A series of distracted, sarcastic or conventional doctors representing conventional medicine are systematically shamed and humbled by Saint Mum and Saint Doctor. Scenes in which the Wakefields' phone is bugged and they receive threatening phone calls are casually dramatised, without any explanation of whether it's the drug companies or the NHS or the CIA that is being fingered for intimidation. If you walked into a doctor's surgery looking as lopsided as this drama, you would be sent for emergency orthopaedic surgery at once.

(Lawson, Guardian, 8 December 2003)

Channel Five, anticipating criticism, attempted to balance the anti-MMR message of the drama by following it with a prerecorded debate. Many leading MMR proponents declined invitations to appear on the programme in protest at Channel Five's ‘irresponsible’ dramatisation – ironically contributing ‘silence’ to what had hitherto been a very vocal debate in the media and the medical press. One commentator has this to say:

I can't claim to have been convinced by the heart-on-sleeve ‘heroic little doc versus the mighty medico-political-drug-company establishment’ thesis, but the film was a worthwhile and pungent contribution. Less so was the supposedly ‘balancing’ debate which followed. To stave off the controversy which the drama was bound to attract, Five assembled a panel to discuss the issues. And to emphasise the relative brilliance of drama, MMR: The Debate was ditchwater arid, with crummy sound, amateur camerawork and bad lighting. Perhaps the discrepancy can partly be ascribed to the fact that the film must have cost about a million quid, while the debate came free with a cornflake packet. Andrew Wakefield, Juliet Stephenson and the film's producer were pitched against GPs, biochemists – and a written statement from the Government. As I've said, I'm unconvinced by the film's thrust – but the Government's feeble disregard for the doubters' position can only feed the distrust.
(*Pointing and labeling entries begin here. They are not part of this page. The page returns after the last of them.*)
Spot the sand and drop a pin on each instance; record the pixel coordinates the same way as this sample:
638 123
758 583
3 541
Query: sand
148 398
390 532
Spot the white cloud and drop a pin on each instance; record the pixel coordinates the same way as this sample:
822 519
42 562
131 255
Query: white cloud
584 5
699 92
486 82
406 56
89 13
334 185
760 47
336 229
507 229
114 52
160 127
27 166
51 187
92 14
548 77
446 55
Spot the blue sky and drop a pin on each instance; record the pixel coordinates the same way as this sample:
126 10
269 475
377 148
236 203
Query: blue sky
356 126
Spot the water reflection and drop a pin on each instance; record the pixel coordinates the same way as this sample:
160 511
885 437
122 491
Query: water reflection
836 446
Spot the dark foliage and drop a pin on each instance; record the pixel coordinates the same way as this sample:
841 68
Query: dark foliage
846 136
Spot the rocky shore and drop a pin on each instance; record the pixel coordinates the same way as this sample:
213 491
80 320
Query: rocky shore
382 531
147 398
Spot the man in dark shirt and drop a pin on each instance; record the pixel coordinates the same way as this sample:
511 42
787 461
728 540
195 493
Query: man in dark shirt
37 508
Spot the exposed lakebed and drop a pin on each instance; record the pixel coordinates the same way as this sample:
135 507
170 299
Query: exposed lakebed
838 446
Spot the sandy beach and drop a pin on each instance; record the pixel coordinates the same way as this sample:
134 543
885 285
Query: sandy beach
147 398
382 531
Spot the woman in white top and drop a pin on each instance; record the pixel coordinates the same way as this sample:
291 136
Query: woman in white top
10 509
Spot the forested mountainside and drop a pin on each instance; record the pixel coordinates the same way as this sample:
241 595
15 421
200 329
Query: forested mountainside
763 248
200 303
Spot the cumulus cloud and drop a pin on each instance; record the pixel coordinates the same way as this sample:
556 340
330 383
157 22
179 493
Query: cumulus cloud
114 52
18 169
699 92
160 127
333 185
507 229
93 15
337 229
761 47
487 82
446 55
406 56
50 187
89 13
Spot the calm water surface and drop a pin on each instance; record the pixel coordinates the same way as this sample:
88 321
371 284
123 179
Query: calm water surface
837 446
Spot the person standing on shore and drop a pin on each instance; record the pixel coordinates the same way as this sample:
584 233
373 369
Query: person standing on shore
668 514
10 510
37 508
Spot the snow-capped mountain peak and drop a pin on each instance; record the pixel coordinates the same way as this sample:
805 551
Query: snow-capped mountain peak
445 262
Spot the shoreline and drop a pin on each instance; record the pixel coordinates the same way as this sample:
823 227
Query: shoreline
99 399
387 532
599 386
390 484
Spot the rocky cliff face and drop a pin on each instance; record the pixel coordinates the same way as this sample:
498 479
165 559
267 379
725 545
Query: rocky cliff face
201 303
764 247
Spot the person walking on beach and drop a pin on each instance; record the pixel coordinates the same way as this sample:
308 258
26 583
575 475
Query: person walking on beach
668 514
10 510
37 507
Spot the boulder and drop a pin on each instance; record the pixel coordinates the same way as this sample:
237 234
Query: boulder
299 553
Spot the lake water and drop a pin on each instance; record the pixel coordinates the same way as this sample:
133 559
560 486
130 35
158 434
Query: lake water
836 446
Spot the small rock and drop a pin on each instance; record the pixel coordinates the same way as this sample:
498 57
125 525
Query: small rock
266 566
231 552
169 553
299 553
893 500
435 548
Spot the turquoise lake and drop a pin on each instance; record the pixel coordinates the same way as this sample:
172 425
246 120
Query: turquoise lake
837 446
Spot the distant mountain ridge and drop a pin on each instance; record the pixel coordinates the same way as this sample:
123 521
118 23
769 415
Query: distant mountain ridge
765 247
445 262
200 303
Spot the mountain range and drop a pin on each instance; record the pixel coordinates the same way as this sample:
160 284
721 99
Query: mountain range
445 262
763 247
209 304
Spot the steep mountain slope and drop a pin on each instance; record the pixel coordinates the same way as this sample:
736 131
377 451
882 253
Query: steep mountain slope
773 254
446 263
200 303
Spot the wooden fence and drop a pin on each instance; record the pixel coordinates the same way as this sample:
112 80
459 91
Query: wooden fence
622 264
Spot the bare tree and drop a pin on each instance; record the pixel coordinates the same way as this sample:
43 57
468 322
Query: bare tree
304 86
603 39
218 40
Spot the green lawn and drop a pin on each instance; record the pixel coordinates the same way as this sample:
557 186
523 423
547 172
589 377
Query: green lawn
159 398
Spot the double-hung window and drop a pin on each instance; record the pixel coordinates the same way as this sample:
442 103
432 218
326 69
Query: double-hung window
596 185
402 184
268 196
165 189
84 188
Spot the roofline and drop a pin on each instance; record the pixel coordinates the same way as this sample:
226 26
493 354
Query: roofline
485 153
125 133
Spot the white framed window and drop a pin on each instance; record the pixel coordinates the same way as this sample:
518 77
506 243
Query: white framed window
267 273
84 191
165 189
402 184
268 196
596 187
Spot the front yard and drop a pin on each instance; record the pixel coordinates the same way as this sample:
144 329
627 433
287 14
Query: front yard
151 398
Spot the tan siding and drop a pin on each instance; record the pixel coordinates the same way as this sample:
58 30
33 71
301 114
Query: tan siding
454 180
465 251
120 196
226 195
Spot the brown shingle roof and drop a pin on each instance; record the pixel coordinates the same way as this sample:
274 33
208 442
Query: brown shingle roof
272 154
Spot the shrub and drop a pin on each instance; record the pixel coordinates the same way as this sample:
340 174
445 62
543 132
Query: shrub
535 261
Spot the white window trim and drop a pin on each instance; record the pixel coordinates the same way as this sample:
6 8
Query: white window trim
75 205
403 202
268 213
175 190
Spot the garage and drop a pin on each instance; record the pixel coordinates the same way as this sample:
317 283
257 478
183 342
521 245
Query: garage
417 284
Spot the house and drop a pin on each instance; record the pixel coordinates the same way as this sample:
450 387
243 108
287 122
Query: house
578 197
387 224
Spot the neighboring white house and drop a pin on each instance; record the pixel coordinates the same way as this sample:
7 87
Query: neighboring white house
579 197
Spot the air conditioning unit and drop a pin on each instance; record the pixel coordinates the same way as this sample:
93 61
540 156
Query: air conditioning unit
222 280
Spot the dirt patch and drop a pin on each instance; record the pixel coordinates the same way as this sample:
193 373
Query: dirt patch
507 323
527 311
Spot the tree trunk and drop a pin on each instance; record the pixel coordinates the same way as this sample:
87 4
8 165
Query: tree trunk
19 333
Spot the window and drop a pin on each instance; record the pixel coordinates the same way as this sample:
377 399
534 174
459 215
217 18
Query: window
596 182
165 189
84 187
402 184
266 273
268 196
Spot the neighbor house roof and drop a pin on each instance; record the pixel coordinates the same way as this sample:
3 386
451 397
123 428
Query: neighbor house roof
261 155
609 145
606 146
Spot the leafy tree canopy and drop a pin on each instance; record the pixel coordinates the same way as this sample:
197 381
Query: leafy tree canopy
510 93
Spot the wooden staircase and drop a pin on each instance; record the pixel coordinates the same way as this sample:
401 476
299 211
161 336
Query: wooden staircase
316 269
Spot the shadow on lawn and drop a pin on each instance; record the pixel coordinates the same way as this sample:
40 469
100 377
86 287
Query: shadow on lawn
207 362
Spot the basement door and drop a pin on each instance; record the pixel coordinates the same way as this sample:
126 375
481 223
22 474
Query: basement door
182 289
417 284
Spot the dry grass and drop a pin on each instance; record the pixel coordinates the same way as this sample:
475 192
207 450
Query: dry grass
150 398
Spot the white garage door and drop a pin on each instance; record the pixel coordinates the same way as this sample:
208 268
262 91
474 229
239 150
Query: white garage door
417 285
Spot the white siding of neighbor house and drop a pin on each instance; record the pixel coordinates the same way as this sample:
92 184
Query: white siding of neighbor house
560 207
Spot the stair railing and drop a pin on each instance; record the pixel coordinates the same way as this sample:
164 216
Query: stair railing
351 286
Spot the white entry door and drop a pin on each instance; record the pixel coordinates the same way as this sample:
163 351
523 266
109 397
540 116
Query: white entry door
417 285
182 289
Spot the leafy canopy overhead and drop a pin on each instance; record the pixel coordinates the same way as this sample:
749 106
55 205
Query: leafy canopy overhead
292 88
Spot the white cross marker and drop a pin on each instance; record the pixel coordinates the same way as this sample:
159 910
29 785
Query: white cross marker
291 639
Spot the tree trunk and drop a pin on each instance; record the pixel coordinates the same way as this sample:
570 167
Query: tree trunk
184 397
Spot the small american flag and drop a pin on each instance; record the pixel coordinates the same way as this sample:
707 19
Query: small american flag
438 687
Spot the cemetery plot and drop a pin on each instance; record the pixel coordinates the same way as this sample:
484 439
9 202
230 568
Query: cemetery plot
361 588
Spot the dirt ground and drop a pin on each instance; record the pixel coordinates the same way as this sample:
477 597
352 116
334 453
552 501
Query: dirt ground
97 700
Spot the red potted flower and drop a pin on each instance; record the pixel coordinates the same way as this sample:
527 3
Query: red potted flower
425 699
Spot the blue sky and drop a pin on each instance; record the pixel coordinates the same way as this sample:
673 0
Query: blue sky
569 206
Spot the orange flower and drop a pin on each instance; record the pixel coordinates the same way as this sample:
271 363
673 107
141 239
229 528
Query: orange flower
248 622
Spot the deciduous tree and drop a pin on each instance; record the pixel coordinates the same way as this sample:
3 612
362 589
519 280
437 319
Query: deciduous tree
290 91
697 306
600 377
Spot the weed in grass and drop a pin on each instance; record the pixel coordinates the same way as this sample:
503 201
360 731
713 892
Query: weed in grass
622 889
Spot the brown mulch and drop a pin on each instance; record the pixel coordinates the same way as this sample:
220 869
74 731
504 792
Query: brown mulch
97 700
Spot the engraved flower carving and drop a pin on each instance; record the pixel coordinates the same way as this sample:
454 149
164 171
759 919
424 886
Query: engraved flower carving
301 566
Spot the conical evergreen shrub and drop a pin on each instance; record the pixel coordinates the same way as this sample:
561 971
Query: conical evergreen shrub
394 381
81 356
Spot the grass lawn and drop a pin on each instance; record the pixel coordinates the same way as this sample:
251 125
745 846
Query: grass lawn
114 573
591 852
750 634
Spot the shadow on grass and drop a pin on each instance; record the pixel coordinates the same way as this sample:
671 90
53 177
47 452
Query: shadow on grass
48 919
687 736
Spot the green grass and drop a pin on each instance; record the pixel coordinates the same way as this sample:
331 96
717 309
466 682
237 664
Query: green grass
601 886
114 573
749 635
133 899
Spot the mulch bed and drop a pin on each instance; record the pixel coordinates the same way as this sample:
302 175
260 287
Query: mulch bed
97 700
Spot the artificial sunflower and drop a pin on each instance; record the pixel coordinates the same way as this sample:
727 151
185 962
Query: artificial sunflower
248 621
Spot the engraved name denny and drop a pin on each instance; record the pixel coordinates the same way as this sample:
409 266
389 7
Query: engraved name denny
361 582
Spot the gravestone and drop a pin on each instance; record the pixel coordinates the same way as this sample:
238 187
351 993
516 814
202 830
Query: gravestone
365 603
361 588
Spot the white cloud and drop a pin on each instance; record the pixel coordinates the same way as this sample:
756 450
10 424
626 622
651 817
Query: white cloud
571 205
(Courthauld, Observer on Sunday, 21 December 2003)

Whatever the doubts about the MMR message put across, Hear the Silence resonated strongly with parents of autistic children for highlighting the strain experienced by families coping with autism.

The narrative of Wakefield as a misunderstood genius has been reinforced by some of the images accompanying press coverage, most notably a photograph by Phil Hansen in the Sunday Times magazine in December 2003. Wakefield is depicted writing MMR: 1+1+1 3 on a window – echoing memorable scenes from the film Beautiful Mind in which Russell Crowe, playing mathematician John Nash, covers his windows with mathematical equations.

Activity 4 What do you think?

Was Channel Five irresponsible to dramatise the MMR–autism controversy, lending credibility to a scientifically discredited viewpoint? Or is it patronising to assume that the drama's stance will be slavishly adopted by a gullible public, incapable of separating fact from fiction?